Tuesday, December 16, 2008
Parent to Parent: Economy
You hear the bad news every day, the economy in turmoil and people losing their jobs. Parents have to wonder how all the buzz affects their kids and what they should tell them about what's going on. In tonight's Parent to Parent, we've got great financial advice for kids and parents. Seven's Lynn Martinez has the story.
WSVN -- Sharon Harvey Rosenberg: "Our last bill was $476."
Showing the kids the household bills is what Sharon Harvey Rosenberg likes to call a little dose of reality.
Sharon Harvey Rosenberg: "This is what we paid for the electric bill. That's one reason why we want to turn off all the lights, look how much it is."

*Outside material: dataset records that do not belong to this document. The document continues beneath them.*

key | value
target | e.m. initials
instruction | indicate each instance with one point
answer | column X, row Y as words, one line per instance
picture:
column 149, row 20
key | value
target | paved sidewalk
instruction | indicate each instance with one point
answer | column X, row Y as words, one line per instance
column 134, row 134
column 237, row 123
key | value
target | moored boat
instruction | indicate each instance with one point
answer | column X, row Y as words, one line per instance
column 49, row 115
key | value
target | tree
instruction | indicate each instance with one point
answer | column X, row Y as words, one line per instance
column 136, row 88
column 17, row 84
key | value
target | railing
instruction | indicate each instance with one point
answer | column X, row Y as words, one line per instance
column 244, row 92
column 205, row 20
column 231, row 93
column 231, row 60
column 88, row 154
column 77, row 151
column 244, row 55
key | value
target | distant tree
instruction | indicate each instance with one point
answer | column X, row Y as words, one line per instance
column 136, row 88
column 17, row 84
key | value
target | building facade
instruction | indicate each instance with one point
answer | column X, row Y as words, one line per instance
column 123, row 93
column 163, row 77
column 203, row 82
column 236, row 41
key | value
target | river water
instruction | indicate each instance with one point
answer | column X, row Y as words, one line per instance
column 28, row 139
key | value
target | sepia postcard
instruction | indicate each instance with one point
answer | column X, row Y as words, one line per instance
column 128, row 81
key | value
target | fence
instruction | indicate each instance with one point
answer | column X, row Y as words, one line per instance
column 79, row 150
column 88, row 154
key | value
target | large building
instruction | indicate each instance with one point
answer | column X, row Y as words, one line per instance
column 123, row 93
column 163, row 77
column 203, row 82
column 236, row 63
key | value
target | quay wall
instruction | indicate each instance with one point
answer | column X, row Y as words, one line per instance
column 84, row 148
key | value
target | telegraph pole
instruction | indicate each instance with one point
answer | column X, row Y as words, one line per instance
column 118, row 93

Sharon is a big believer in telling it like it is and giving her kids lessons in budgeting and responsible spending during these tough economic times.
Sharon Harvey Rosenberg: "I don't want my kids to have scars. Oh, my God, the world is changing, the world is uncertain. But you do want them to be able to balance a checkbook, to look at a deal and figure out it it's a good deal and to learn how to save."
Sharon's a pro at saving. After all, she's written a book about it called the "Frugal Duchess: How to Live Well and Save Money."
Sharon Harvey Rosenberg: "The idea is just to pay attention and figure out where the money is going and how you can cut back."
Dr. Val agrees. She says the more kids understand about money, the better.
Dr. Valerie Goode: "You have a structure for them, and within that structure your child will feel very safe no matter how old they are. It's the lack of control, and the feeling that the world is falling apart that scares everybody.
In the meantime, use the economic crisis as an excuse to teach kids financial fundamentals.
Sharon Harvey Rosenberg: "There is no such thing as too young. As soon as your child understands the concept of money, he or she has to understand the concept of how much there is and how much there is not. It's very concrete."
Dr. Val says if your child works or gets an allowance, teach them to divide the profits into portions. Some to spend, some to save and some to give to charity. Negotiating is a good skill to have, too.
Sharon Harvey Rosenberg: "If you really need this hat, if you really want this hat, maybe you could save up for it or maybe we could split it. Would you want to pay halfsies with me?"
Advice the Rosenbergs take to heart. Even a trip to the store usually turns into a lesson on getting the most for your money.
Sharon Harvey Rosenberg: "OK, Gaby, look at this unit price. This Kiss is great, nice big chocolate Kiss? Fifty-seven cents per ounce? Look at this one. They're 44 cents per ounce. What's a better deal?"
Smart lessons that will stay with them long after this economic crisis is over.